Une ascension fictive
Au fond du gouffre où elle s’épuise, Ermine rencontre Firmin, un jeune homme maigre dont les paroles sont autant de fenêtres ouvertes sur de vastes paysages. En Enfer, il ne reste aux damnés qu’à rêver au Ciel, à l’invoquer pour en vivre, au moins virtuellement. Firmin y parvient grâce à ses paroles, qui suscitent chez Ermine un faisceau de sensations, capables de rendre possible son excarnation : elles lui offrent la possibilité d’embarquer « comme dans un train vers une étoile » (Van Gogh).
Ce train par lequel elle s’aventure ne peut la sauver sur le plan matériel, mais, architecturé par le verbe de Firmin et les vers de Lamartine, il indique néanmoins la destination d’un plérôme imaginaire – cette étoile – qui constitue la promesse d’une vie. libre de laideur, étranger à la condition physique mais toujours accessible en esprit.
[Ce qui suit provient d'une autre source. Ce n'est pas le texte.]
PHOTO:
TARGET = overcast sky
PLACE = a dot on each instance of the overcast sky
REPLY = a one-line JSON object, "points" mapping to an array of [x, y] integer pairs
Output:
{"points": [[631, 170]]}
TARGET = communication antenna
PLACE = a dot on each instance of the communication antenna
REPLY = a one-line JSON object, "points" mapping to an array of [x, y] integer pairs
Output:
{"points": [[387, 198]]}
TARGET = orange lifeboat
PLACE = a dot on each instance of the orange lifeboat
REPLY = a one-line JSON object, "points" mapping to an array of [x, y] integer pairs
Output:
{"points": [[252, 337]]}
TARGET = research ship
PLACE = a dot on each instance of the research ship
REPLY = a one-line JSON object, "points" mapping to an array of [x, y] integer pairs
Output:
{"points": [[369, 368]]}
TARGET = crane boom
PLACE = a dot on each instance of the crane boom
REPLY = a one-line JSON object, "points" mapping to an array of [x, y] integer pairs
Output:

Hermine vit alors tiraillée entre son corps, épuisé par la dureté de son travail quotidien, et son esprit vif, qui désamorce l’emprise qui la condamne à dépérir.
L’ascension a beau être fictive, elle n’en fait pas moins abstraction des personnages de la violence qui les écrase : Firmin est à lui, Hermine est à lui, et tous deux, quitte à apparaître comme de plats rêveurs, construisent ensemble ce monde imaginaire qui leur permet de mener une vie distraite, tissée de fils de poésie.
Si le livre d’Anne Loyer semble avoir une résonance gnostique, notamment à travers la tentation qui attend les personnages que la réalité emprisonne – celle de s’abstraire, par l’imaginaire, d’un monde corrompu – il ne lâche jamais un réalisme brut, qui ne transige pas sur la violence de l’exploitation de l’homme par l’homme. Blue Charcoal est un roman à la prose envoûtante et aux illustrations immersives, dont l’empathie évidente envers ses personnages en fait une création émouvante, dans laquelle on se plonge jusqu’aux larmes. « Heureux l’homme qui a travaillé, il a trouvé la vie » (Évangile de Thomas, logion 58) : heureux Ermine et Firmin qui, dans la douleur, ont trouvé la vie à travers la poésie.